One of the great churches of the 12th century, St Mary's Abbey, was built by the Augustinians on lands presented to them by Hugh de Lacy, Overlord of Meath and surrounding areas. In the 16th century a massive square tower was built alongside the earlier round tower. The latter is no longer standing but the scar where it was joined onto the square tower is clearly visible on its northern face.

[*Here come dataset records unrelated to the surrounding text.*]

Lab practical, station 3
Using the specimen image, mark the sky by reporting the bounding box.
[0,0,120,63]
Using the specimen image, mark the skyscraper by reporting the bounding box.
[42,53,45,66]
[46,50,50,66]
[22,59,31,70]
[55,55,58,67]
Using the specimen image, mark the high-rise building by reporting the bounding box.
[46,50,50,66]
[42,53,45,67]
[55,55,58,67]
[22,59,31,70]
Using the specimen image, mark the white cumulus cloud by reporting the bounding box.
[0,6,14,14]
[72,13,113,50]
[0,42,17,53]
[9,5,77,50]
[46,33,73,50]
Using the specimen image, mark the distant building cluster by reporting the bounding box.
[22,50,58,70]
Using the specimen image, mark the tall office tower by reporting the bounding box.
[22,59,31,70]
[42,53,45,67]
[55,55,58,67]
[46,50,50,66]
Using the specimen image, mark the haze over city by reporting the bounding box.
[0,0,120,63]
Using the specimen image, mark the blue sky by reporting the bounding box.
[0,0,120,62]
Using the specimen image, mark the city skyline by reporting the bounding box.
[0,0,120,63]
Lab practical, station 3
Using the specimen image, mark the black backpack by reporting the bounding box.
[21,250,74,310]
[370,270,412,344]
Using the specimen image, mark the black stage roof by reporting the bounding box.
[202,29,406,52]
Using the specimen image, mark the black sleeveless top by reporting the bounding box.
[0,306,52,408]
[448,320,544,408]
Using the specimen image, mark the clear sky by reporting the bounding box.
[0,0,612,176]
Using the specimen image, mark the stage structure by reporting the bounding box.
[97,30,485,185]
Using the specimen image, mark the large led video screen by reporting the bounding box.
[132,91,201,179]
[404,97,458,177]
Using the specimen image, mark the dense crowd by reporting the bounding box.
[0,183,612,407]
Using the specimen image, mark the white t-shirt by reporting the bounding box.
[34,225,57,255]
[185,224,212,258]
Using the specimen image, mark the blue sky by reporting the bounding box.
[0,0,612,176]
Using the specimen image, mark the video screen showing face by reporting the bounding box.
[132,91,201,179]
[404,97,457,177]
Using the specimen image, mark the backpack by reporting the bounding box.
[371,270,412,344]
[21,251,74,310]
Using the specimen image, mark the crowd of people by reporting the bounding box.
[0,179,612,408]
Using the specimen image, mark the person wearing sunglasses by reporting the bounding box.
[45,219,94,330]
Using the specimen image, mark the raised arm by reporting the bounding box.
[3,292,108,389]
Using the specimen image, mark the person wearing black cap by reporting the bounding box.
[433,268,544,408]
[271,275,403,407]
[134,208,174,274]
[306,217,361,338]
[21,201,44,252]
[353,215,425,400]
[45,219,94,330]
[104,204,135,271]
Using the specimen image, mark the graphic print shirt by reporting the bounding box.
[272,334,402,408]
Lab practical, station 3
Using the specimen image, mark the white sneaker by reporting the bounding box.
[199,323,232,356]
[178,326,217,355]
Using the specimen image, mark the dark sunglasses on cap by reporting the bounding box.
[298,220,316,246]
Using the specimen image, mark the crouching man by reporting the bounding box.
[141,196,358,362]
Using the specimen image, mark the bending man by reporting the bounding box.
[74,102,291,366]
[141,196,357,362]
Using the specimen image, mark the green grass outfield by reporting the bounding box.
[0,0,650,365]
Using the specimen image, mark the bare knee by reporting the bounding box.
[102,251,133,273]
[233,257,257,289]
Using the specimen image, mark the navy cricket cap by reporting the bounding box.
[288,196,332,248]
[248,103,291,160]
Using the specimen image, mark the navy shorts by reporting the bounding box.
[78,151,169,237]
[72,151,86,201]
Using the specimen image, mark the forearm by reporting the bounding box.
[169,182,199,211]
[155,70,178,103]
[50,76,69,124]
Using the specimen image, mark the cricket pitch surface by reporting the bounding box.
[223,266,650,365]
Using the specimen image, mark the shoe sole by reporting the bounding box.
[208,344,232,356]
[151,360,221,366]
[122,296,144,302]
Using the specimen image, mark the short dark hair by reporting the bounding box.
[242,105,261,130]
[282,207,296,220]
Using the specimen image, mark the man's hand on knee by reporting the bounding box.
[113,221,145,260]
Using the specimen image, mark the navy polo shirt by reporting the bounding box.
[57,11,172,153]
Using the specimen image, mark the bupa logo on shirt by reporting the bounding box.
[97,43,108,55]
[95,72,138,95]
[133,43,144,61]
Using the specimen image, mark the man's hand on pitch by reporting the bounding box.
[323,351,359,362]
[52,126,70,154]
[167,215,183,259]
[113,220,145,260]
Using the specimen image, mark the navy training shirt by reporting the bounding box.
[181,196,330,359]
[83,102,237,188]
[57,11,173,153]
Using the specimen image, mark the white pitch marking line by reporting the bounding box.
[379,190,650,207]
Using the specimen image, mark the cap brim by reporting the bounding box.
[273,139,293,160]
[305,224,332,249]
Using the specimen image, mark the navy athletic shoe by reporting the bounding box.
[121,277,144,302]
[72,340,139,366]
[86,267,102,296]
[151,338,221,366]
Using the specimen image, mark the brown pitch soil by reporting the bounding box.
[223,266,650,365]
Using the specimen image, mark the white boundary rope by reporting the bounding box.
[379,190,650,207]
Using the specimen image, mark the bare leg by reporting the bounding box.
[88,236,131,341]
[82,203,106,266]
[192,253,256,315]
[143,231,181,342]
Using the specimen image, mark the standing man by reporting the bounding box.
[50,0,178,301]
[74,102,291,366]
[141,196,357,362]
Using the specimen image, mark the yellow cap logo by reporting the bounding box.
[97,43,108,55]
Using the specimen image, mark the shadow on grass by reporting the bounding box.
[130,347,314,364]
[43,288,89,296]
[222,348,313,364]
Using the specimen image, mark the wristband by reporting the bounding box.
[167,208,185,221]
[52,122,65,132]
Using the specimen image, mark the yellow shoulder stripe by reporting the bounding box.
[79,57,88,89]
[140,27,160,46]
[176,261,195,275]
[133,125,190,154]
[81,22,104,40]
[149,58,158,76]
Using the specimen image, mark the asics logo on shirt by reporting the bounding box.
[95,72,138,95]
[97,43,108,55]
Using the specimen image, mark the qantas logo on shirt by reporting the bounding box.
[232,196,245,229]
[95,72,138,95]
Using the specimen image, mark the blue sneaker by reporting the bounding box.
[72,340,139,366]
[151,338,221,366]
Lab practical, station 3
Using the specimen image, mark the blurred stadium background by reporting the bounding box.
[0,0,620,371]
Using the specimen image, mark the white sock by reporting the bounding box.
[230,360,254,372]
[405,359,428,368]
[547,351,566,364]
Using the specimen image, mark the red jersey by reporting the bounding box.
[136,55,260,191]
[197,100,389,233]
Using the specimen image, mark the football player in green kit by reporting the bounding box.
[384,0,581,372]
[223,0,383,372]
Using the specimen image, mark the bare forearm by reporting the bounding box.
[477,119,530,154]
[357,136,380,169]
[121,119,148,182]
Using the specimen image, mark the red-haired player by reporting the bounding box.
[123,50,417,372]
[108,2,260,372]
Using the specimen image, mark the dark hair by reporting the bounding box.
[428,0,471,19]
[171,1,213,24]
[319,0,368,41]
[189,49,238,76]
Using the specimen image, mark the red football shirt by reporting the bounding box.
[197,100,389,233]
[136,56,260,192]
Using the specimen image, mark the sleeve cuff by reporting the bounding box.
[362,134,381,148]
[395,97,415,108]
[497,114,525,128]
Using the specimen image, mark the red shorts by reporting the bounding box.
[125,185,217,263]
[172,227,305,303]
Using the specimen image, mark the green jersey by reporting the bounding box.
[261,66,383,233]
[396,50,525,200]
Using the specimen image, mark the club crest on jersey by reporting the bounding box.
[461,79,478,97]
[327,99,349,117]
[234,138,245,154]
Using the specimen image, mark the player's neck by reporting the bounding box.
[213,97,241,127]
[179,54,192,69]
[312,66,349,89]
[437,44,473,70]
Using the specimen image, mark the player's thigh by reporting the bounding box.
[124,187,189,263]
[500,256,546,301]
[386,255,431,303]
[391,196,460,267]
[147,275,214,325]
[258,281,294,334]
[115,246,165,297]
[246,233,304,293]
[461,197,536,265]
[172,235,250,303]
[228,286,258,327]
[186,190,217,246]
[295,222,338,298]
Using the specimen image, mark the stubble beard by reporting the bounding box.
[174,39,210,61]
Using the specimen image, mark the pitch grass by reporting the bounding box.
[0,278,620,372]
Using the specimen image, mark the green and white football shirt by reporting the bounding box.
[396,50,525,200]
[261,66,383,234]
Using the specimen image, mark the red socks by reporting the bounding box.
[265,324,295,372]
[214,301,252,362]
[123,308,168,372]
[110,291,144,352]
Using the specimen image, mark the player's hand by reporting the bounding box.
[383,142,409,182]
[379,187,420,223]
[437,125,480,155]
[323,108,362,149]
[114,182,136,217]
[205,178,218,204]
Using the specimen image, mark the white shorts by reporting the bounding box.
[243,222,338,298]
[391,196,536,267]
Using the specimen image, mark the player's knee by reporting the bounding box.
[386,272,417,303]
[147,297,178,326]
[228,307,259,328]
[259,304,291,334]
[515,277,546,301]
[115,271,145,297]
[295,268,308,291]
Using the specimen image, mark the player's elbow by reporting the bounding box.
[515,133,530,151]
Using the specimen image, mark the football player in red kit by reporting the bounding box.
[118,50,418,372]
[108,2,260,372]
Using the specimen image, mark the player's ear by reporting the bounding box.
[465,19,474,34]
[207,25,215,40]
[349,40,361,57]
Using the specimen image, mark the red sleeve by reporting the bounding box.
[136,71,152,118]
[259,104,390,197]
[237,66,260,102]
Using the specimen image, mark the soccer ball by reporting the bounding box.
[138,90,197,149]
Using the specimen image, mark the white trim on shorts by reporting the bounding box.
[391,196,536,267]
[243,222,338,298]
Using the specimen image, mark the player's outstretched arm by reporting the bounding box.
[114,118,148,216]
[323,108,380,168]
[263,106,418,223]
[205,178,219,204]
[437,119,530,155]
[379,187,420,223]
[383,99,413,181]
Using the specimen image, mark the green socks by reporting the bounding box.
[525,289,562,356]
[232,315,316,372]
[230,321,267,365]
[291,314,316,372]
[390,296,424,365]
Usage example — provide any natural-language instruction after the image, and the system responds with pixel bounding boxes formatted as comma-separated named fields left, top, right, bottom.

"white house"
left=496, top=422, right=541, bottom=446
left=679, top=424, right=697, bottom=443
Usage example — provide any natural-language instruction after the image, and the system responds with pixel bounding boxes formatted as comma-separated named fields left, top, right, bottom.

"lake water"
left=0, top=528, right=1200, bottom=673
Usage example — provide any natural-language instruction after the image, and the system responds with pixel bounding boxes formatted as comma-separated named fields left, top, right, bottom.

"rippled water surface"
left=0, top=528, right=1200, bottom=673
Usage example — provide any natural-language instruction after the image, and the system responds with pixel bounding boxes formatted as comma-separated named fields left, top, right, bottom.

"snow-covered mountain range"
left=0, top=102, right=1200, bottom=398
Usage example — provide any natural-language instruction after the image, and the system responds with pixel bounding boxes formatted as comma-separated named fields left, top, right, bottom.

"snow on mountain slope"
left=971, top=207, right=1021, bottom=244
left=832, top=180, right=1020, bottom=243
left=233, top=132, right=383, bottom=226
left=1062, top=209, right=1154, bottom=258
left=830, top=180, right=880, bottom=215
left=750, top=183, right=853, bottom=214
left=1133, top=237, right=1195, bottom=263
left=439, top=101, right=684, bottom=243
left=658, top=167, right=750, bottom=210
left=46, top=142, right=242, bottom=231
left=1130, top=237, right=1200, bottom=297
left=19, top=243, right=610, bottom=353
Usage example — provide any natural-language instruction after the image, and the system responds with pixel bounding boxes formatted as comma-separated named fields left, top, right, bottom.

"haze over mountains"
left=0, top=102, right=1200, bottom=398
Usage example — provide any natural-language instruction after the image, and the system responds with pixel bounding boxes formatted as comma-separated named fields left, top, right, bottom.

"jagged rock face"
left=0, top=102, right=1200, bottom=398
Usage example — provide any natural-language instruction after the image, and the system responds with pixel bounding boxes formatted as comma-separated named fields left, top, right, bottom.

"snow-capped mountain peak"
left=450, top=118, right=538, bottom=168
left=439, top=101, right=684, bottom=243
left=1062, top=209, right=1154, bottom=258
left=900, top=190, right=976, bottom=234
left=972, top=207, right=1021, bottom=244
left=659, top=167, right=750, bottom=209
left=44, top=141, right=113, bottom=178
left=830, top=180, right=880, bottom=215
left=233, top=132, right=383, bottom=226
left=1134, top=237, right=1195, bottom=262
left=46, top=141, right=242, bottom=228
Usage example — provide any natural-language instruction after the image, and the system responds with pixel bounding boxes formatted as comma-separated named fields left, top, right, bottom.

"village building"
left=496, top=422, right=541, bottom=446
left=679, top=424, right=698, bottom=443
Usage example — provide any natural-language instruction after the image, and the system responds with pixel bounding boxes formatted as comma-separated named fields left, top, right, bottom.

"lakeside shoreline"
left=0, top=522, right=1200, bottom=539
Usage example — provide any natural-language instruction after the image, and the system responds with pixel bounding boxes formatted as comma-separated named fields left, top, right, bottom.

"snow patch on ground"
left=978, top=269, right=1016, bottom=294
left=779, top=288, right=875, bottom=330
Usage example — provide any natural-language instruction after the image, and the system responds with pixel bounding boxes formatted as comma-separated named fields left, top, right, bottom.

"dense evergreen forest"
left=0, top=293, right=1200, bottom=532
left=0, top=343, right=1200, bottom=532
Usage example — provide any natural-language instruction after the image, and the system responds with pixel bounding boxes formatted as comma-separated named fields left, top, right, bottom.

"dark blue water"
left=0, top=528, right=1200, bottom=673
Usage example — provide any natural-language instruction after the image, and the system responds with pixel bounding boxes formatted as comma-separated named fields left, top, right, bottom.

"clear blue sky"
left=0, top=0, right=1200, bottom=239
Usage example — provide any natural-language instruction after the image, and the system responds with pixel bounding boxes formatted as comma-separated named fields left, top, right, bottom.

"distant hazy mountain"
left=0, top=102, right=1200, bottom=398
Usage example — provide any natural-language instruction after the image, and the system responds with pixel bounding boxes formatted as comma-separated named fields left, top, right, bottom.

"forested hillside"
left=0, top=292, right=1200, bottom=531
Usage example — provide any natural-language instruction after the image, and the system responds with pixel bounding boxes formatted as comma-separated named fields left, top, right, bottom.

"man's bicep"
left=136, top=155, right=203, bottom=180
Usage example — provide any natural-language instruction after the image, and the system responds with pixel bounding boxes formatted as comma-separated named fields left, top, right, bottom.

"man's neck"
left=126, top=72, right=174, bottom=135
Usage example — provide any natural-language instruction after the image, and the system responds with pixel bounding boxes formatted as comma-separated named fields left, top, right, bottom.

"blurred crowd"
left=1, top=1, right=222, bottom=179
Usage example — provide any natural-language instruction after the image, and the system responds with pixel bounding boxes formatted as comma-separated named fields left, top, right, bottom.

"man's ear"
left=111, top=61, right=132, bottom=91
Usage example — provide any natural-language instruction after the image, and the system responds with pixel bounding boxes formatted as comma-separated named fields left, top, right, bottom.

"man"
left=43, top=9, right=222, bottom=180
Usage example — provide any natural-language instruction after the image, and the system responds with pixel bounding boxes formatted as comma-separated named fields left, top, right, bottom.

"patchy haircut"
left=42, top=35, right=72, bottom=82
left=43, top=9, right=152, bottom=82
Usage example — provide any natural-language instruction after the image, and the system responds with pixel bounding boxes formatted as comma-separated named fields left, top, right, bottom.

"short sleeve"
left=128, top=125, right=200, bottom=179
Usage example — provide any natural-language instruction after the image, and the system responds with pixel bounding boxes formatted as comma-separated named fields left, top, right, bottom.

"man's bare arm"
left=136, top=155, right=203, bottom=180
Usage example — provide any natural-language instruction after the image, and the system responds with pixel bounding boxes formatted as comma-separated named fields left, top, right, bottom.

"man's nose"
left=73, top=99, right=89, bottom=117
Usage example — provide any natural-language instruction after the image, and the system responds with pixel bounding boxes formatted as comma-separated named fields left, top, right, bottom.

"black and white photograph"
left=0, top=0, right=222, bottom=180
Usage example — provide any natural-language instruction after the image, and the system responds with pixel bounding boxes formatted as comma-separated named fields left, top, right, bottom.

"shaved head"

In the churchyard are two Celtic high crosses -The North Cross and The South Cross. These are believed to date from the 10th century. They are similar to The Great Cross of Monasterboice. Within the church are some early cross-slabs, a Romanesque pilaster-capital and the base and head of the South Cross. In the aisle are some 16th and 17th century monuments including an effigial tomb of Dr. Cusack, Bishop of Meath 1679-88. Also here are two tombs - one covers the remains of Lord Bellew who was killed in action at the Battle of Aughrim 1691 and a mensa-slab is supported by tomb-surrounds bearing the arms of Bellew, Plunkett, Preston and St Lawrence. The east window (bearing the arms of Sir John Bellew and Dame Ismay Nugent beneath it) is a 1587 post-Gothic replacement. The remains of this abbey are joined in the grounds by the now disused St.Cianan's Church of Ireland church which was built in 1816.
Interred in the graveyard are the remains of Catholic, Church of Ireland and Huguenot believers. The ruins of St Cianan's original stone church, built in 489, are to the northwest of St Mary's Abbey and across the road from it.